LECIS (Laboratory Equipment Control Interface Stan-dard) ³⁷ was released by the American Society for Testing and Materials (ASTM) in 1998. LECIS seeks to standardize several aspects of automated device control, including a very comprehensive device state model and associated command-response definitions to effect device state changes. Although certain aspects of the released standard are somewhat dated (e.g., the adoption of CORBA ³⁸ as a distributed communication mechanism), much effort can be saved by adopting the core concepts that are specified in the standard. In addition, LECIS itself is evolving in a Service-oriented direction (see http://lecis.org).

Within the LECIS standard is a very good substandard defining device definition description in the form of DCDs (Device Capability Datasets). The LECIS DCD standards can serve as a model for definition of data structures that specify device properties (functionality, identity, and so on).

AnIML

A recent effort sponsored by the ASTM, AnIML ^39,40 represents a standardized approach to structuring and tracking sample data throughout a laboratory process. It is divided into two parts: the Core, which provides a generic means of representing data, and Technique Definitions, which formally prescribe how the Core is to be parameterized for particular experiment types. Such issues as security and logging have been addressed in the standard; 21CFR11 ⁴¹ compliance was a key consideration of the designers. The standard is expected to be ratified by the ASTM in the fall of 2004.

A Note on Licensing Issues

There is generally a great deal of misunderstanding and misinterpretation of open-source software license requirements. Although many different open-source licenses exist, and some are much more restrictive than others, the most common licenses, including the GPL ⁴² (Gnu Public License), the LGPL ⁴³ (Lesser Gnu Public License, generally applied to components or libraries), and the Apache License, ⁴⁴ all allow for use of unmodified compiled components, even in commercial packages, without requiring open sourcing of the host software. Most often, this is the manner in which these packages will be used within the context of this discussion. For in-house projects and for purely server-based projects that do not follow the traditional distribution model, virtually no restrictions on use of software governed by such licenses apply. Some popular licenses are extremely liberal and allow for use of modified code within commercial products without the traditional requirement to release the parent project under the same license (e.g., the Original Free BSD License, ⁴⁵ which Apple uses to great advantage as the basis for its highly profitable OS X operating system).

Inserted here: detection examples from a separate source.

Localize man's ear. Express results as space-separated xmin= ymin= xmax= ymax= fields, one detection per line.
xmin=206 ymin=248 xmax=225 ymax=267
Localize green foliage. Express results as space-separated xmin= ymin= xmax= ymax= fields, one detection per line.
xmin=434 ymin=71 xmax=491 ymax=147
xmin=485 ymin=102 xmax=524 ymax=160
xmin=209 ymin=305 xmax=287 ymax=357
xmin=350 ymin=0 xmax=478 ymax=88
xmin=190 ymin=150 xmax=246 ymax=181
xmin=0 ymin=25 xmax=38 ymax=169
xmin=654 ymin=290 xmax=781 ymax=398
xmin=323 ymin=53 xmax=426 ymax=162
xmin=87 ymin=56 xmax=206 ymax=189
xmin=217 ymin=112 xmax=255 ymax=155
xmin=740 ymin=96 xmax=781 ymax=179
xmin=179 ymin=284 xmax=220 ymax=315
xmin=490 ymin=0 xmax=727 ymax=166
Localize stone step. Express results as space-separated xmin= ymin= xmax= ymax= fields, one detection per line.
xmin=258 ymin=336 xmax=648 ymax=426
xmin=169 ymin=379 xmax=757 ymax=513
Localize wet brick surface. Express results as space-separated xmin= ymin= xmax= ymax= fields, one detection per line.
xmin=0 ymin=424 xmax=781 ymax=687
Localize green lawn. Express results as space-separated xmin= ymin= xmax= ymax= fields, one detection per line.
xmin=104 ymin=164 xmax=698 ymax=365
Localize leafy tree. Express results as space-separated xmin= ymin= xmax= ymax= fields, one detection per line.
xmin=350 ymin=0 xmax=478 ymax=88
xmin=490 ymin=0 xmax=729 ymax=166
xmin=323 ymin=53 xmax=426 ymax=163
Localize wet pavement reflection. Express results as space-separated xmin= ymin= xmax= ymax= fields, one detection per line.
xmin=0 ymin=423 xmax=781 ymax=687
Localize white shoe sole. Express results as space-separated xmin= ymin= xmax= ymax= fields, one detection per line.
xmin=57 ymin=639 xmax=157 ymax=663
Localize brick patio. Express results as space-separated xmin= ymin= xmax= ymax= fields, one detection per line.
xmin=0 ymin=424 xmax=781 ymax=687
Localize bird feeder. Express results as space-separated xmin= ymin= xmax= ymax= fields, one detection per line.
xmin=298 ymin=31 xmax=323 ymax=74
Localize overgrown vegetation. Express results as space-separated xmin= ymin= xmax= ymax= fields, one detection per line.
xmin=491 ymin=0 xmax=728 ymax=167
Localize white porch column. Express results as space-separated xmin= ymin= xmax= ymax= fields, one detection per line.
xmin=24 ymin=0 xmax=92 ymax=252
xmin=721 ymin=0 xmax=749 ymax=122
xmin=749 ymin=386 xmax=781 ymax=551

On the flip side of the open-source licensing issue, many companies are now profitably offering software products under a dual-licensing program: a commercial license for those desiring support and updates and an open-source license to encourage widespread adoption and increase user base. Several very successful companies are following this strategy, including MySQL (mysql.com), SleepyCat Software (sleepycat.com), and Trolltech (trolltech.com). This model can be especially effective when the software manufacturer or author wishes to encourage use of a particular protocol or format to establish a new paradigm or standard.

Conclusion

The availability of widely accepted standards and open-source software developed within the last few years to support a Service-oriented approach to software component interoperation has created a great opportunity for laboratory automation architects and developers. The utility, adaptability, and scalability of this approach represent a natural fit with the needs of the lab automation and control environment. By leveraging such standards and software, the automation architect and developer can dramatically shorten the development cycle of distributed control systems in the lab while simultaneously ensuring a high level of maintainability and extensibility for the project. By further taking advantage of the high-level laboratory standards that are available from the ASTM, a great deal of additional effort can be saved, while again assuring good interoperability of components.